Introduction to the concept of layers
- The input dimensionality (number of inputs) is d, and the output dimensionality is 1. Since the focus of the model is on where the computation occurs, the number of layers is usually considered based on the output layer rather than the input layer. The linear regression model can be viewed as a neural network consisting of a single artificial neuron, or a single-layer neural network.
- For linear regression, each input is connected to each output, which is called a fully connected layer or dense layer.
Some interesting biological foundations, but they are omitted here. Here are some interesting English words I found.
Dendrites (input terminals)
Nucleus (CPU)
Axon (output wire)
Axon terminal (output terminal)
Synapse
Mentioned an article about saving the cost of fully connected layers, I will take a look at it when I have time and update a blog post.
https://openreview.net/pdf?id=rcQdycl0zyk
BEYOND FULLY-CONNECTED LAYERS WITH QUATERNIONS: PARAMETERIZATION OF HYPERCOMPLEX MULTIPLICATIONS WITH 1/n PARAMETERS
Duncan Luce, a social scientist, invented the softmax function based on the theoretical foundation of choice models in 1959.

Exercise Summary#

When might it be better to use the analytical solution than stochastic gradient descent (SGD)? When does this method fail?

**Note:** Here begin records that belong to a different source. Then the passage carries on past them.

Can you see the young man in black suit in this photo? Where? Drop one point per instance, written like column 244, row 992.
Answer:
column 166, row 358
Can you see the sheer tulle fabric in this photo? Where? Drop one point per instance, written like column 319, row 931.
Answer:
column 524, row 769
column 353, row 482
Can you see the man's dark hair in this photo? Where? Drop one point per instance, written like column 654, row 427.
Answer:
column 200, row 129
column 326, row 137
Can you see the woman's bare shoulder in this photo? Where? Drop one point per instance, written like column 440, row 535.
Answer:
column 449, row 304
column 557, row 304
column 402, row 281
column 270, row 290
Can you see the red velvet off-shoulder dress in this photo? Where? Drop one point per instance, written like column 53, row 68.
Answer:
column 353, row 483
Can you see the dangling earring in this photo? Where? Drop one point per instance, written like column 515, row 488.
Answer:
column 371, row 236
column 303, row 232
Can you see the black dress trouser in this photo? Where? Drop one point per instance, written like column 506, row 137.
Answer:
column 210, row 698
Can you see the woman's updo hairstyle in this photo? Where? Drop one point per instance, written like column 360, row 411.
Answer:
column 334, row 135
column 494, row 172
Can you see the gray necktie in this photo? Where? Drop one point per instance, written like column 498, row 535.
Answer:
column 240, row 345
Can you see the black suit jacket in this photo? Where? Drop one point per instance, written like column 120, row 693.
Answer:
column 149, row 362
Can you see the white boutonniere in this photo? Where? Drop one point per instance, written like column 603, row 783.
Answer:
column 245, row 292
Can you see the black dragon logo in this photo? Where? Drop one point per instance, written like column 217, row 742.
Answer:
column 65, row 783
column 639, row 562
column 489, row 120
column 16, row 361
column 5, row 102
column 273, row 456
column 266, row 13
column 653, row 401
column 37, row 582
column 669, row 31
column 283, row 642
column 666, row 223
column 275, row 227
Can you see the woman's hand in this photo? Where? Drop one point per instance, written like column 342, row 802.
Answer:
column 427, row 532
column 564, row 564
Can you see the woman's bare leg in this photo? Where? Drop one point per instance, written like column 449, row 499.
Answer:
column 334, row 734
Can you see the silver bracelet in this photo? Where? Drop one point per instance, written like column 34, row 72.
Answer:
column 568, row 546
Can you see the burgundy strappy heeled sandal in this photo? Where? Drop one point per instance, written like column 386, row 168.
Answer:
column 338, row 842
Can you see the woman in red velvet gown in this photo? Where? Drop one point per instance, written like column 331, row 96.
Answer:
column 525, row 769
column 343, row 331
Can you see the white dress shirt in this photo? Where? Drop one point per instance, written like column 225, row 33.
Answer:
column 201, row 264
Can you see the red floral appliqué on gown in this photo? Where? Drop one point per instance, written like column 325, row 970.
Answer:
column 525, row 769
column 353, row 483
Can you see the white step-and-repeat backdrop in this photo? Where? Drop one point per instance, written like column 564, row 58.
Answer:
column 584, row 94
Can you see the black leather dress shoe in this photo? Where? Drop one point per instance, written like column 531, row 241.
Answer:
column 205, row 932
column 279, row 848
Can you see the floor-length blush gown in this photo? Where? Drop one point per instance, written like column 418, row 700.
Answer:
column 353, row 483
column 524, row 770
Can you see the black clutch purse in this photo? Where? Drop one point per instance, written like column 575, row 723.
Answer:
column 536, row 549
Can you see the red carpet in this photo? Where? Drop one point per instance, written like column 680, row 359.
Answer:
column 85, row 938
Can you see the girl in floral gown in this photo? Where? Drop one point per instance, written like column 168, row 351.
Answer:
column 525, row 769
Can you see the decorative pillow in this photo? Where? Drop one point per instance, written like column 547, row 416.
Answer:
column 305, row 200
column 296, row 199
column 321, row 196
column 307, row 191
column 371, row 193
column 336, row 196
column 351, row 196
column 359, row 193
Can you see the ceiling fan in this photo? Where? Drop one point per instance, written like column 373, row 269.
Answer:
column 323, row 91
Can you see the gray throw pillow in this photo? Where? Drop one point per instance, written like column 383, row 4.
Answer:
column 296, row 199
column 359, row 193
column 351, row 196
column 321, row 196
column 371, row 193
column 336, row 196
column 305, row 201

Answer: When the dataset is small, the analytical solution may be better than stochastic gradient descent. However, computing the analytical solution can be very time-consuming or there may be multiple local minima in large datasets. Additionally, when the matrix $\mathbf X^\top \mathbf X$ is not invertible, the analytical solution does not exist. In this case, regularization or numerical optimization methods are needed. (Note: $\mathbf{w}^* = (\mathbf X^\top \mathbf X)^{-1}\mathbf X^\top \mathbf{y}$ .)

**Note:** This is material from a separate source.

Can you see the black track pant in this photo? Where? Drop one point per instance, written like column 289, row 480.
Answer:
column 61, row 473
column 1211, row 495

Assuming that the noise model that controls the additional noise $\epsilon$ is an exponential distribution, i.e., $p(\epsilon) = \frac{1}{2} \exp(-|\epsilon|)$ , the analytical solution for the negative log-likelihood under the model $-\log P(\mathbf y \mid \mathbf X)$ does not exist, and using SGD, the gradient will not smoothly tend to zero near the stationary point, but will have a mutation.

The solution is to
- Use a smooth loss function, such as MSE, Smooth L1 loss, etc.
- Adjust the learning rate, gradually reducing the learning rate to make the parameter updates near the stationary point more stable.
- Use momentum or adaptive learning rate optimization algorithms.

What happens if we initialize the weights to zero? Does the algorithm still work?

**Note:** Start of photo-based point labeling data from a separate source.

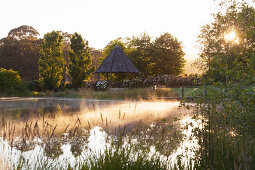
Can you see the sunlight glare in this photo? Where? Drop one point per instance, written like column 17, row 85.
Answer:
column 231, row 37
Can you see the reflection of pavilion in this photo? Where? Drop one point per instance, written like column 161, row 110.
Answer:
column 116, row 62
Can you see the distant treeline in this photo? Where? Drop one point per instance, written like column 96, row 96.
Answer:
column 21, row 50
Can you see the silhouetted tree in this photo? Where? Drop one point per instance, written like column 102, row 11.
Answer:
column 80, row 61
column 51, row 62
column 20, row 51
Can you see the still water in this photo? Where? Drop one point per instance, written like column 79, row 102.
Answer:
column 62, row 130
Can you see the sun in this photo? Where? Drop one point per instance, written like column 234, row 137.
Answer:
column 231, row 37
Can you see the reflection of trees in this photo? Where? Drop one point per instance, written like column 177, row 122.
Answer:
column 77, row 146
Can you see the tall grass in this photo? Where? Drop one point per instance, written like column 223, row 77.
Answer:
column 227, row 139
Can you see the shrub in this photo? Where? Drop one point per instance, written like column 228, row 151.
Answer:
column 9, row 80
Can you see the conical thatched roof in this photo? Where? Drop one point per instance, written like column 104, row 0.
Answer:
column 117, row 62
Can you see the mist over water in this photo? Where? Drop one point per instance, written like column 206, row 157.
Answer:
column 60, row 117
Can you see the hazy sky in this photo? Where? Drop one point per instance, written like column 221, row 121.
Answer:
column 100, row 21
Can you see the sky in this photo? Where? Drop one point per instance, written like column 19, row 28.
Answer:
column 100, row 21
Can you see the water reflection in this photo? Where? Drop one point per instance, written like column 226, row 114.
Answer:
column 61, row 131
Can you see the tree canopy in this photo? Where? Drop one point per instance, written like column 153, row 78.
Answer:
column 20, row 51
column 51, row 62
column 162, row 56
column 80, row 61
column 221, row 58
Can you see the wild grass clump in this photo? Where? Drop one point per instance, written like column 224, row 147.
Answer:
column 227, row 139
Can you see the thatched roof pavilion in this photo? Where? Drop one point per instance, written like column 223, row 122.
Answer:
column 116, row 62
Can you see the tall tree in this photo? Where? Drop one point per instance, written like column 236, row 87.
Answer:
column 167, row 56
column 20, row 51
column 108, row 49
column 80, row 61
column 140, row 53
column 51, row 62
column 233, row 59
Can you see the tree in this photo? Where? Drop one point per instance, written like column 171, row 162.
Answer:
column 140, row 53
column 219, row 58
column 80, row 61
column 167, row 56
column 23, row 32
column 20, row 51
column 108, row 49
column 162, row 56
column 51, row 62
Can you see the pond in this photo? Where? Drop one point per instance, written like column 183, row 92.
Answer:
column 62, row 131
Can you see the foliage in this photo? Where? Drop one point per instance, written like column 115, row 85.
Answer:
column 221, row 58
column 102, row 85
column 159, row 57
column 9, row 80
column 140, row 53
column 108, row 49
column 23, row 32
column 167, row 56
column 20, row 51
column 51, row 62
column 227, row 136
column 164, row 80
column 80, row 61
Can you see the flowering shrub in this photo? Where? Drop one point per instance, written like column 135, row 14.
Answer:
column 102, row 85
column 165, row 80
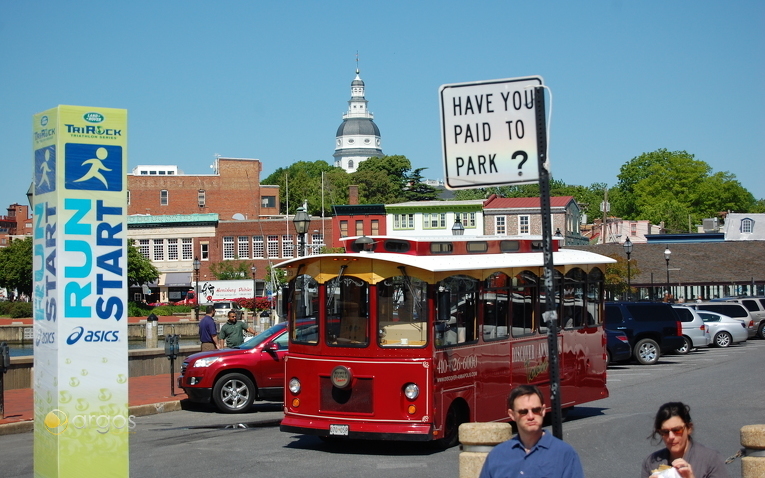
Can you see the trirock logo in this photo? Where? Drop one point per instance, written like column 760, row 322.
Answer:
column 92, row 336
column 93, row 167
column 57, row 422
column 92, row 131
column 93, row 117
column 42, row 338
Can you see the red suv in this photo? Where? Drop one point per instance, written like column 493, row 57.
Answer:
column 234, row 378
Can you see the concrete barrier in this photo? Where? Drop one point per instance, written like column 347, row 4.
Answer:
column 477, row 440
column 753, row 462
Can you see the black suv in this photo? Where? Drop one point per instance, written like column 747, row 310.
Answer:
column 651, row 328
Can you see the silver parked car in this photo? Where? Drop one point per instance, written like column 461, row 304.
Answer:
column 694, row 330
column 732, row 310
column 724, row 330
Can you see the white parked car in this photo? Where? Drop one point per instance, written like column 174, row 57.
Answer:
column 724, row 330
column 694, row 330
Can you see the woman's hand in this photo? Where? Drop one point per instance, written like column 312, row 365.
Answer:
column 684, row 468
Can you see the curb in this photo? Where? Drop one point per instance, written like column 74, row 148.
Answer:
column 136, row 410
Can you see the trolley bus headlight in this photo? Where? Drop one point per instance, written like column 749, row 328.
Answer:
column 411, row 390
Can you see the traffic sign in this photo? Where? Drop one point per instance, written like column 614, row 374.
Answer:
column 489, row 132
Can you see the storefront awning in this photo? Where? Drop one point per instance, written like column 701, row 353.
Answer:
column 175, row 279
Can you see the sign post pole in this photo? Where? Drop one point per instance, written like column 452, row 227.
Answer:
column 548, row 286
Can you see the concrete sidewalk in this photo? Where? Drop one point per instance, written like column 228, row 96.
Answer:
column 146, row 396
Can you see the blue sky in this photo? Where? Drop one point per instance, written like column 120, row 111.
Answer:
column 270, row 80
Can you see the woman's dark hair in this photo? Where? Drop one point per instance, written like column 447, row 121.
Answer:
column 669, row 410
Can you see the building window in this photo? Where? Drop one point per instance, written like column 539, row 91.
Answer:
column 257, row 247
column 434, row 221
column 288, row 246
column 172, row 249
column 228, row 247
column 403, row 221
column 273, row 246
column 499, row 226
column 523, row 224
column 244, row 247
column 187, row 249
column 143, row 248
column 159, row 249
column 467, row 219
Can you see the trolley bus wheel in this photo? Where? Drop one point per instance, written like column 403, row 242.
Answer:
column 454, row 418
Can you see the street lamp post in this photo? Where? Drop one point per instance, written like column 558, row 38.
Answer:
column 667, row 253
column 197, row 265
column 301, row 221
column 628, row 251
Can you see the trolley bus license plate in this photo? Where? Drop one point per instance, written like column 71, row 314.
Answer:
column 338, row 430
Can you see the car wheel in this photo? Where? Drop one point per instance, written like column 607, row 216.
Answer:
column 723, row 339
column 647, row 352
column 234, row 393
column 687, row 346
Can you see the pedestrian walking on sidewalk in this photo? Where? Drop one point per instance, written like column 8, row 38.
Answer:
column 533, row 453
column 232, row 332
column 208, row 332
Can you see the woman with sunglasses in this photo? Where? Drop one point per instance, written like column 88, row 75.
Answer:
column 690, row 459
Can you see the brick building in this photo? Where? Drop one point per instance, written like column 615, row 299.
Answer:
column 233, row 191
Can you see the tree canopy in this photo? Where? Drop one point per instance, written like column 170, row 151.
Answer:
column 16, row 266
column 677, row 189
column 385, row 180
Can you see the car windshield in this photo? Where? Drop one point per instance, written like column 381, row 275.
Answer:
column 261, row 337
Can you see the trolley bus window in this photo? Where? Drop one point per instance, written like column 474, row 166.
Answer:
column 347, row 312
column 402, row 312
column 496, row 310
column 524, row 295
column 304, row 310
column 595, row 295
column 573, row 314
column 457, row 325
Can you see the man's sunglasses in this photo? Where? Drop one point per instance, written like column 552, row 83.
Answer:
column 525, row 411
column 677, row 431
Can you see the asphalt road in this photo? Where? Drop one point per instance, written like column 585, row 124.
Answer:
column 723, row 386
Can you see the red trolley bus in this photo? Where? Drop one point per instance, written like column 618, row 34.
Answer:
column 406, row 339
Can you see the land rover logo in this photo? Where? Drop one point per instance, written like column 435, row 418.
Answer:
column 93, row 117
column 341, row 376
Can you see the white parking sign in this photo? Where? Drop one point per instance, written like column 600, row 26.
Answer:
column 489, row 133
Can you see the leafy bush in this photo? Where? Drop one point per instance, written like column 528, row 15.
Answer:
column 21, row 310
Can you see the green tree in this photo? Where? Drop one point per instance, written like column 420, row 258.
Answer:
column 16, row 266
column 677, row 189
column 140, row 269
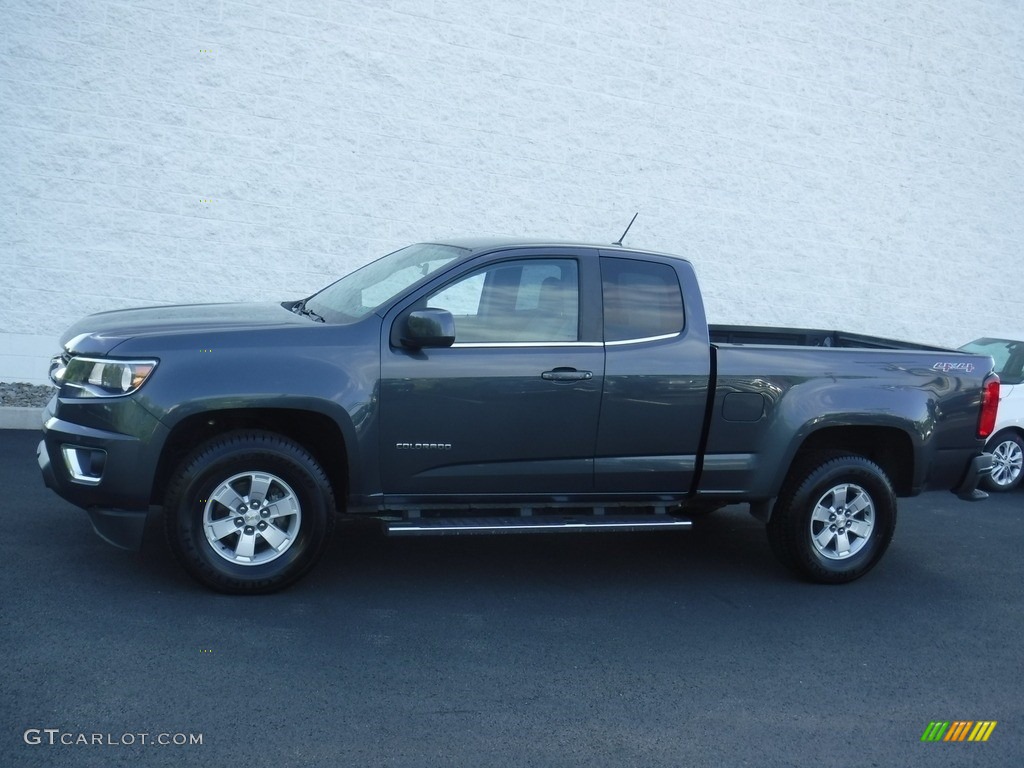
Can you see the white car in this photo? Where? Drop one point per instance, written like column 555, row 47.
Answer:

If the weights are initialized to zero, then the output of each neuron will be the same, which means that each neuron will learn the same parameters. (~~Why?~~) Therefore, each neuron will update the same parameters, resulting in all neurons learning the same features. Therefore, initializing the weights to zero will render the algorithm ineffective. This loses the advantage of neural networks, which is the ability to learn different features.
Logistic regression and neural networks have different weight initialization methods. For logistic regression, weights can be initialized to zero because it is a linear model, and the gradient descent algorithm can still update them. However, for neural networks, initializing the weights to zero may cause symmetry problems and prevent hidden units from learning different features. Therefore, it is best to use random or other methods to initialize the weights of neural networks.